🤖 AI Summary
This work addresses the challenge of simultaneously achieving high-fidelity 3D reconstruction and structurally plausible generation under sparse-view conditions. The authors propose a unified framework that, for the first time, cohesively integrates feed-forward reconstruction and diffusion-based generation across coordinate space, 3D representation, and training objectives. Key innovations include a shared canonical space alignment, decoupled collaborative learning, and an implicit geometric anchor-guided latent space enhancement mechanism. These components jointly enable efficient structural completion and consistent multi-view synthesis.

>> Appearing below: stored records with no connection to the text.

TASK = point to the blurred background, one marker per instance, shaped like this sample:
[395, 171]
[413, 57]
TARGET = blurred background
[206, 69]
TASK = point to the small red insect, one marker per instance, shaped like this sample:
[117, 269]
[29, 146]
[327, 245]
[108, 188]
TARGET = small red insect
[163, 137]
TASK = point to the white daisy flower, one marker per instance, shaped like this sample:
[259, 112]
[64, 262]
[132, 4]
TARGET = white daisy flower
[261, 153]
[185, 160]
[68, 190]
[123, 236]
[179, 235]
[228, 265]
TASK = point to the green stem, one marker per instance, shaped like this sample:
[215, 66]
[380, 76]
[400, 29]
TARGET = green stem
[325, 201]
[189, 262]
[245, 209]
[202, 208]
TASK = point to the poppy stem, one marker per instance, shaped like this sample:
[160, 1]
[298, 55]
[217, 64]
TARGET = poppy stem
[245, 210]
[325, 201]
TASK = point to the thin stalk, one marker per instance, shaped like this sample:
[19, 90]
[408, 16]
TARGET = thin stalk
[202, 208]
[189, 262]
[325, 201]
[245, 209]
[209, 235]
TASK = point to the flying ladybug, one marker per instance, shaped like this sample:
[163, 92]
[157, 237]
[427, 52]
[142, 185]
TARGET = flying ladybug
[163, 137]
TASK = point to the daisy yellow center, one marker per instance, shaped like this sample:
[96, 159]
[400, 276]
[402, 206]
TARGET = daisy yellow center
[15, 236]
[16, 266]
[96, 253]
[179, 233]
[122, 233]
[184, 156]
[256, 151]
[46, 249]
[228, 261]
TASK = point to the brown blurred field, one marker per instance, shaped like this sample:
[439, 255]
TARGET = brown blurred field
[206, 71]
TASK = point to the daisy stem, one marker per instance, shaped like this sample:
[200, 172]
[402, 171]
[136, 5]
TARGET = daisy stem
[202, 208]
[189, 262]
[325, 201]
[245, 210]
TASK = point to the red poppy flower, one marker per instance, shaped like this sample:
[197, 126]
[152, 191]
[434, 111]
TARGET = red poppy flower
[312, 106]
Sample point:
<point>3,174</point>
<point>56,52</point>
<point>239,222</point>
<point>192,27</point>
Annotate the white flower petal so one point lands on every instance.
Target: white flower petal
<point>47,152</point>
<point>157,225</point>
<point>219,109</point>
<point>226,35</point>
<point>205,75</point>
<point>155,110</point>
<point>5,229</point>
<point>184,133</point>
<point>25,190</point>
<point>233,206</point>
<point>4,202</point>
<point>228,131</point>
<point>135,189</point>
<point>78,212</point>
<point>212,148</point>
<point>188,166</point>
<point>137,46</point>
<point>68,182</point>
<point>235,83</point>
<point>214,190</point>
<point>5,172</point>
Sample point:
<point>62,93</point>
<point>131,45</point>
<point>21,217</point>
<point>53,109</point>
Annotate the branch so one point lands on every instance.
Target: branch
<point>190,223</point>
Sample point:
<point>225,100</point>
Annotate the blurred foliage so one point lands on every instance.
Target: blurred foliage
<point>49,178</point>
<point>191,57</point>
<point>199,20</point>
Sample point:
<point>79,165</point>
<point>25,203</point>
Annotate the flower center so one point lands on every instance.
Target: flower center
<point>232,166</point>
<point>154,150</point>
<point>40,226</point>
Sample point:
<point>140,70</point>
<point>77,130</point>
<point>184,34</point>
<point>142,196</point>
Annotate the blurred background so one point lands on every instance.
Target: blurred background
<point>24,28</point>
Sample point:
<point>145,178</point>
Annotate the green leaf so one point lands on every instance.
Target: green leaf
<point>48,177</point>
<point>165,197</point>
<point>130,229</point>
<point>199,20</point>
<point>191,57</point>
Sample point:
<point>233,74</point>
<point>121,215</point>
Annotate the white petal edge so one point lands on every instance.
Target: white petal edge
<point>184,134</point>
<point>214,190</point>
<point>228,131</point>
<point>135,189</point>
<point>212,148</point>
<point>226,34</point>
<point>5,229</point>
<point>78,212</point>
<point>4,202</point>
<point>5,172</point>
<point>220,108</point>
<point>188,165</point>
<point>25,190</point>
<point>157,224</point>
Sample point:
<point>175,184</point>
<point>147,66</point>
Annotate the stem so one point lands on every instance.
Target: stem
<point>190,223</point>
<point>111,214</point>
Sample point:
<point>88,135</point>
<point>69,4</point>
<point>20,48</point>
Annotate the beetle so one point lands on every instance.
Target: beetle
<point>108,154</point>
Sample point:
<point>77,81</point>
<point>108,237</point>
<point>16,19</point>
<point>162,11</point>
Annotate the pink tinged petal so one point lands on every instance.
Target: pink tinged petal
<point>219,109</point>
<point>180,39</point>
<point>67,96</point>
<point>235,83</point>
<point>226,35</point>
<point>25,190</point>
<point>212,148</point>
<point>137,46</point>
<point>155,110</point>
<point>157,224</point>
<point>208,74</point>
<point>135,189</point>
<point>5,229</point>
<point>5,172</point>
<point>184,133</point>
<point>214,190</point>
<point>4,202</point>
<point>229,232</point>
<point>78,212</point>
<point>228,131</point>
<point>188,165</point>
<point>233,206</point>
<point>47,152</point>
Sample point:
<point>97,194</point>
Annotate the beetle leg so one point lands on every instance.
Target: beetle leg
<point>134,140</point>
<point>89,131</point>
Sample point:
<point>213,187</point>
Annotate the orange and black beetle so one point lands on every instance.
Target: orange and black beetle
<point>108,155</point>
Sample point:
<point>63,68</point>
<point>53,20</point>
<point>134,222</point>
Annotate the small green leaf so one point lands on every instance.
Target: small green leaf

The method significantly outperforms existing approaches under sparse observational settings, setting new state-of-the-art results in both reconstruction fidelity and robustness.
📝 Abstract
Sparse-view 3D modeling represents a fundamental tension between reconstruction fidelity and generative plausibility. While feed-forward reconstruction excels in efficiency and input alignment, it often lacks the global priors needed for structural completeness. Conversely, diffusion-based generation provides rich geometric details but struggles with multi-view consistency. We present UniRecGen, a unified framework that integrates these two paradigms into a single cooperative system. To overcome inherent conflicts in coordinate spaces, 3D representations, and training objectives, we align both models within a shared canonical space. We employ disentangled cooperative learning, which maintains stable training while enabling seamless collaboration during inference. Specifically, the reconstruction module is adapted to provide canonical geometric anchors, while the diffusion generator leverages latent-augmented conditioning to refine and complete the geometric structure. Experimental results demonstrate that UniRecGen achieves superior fidelity and robustness, outperforming existing methods in creating complete and consistent 3D models from sparse observations.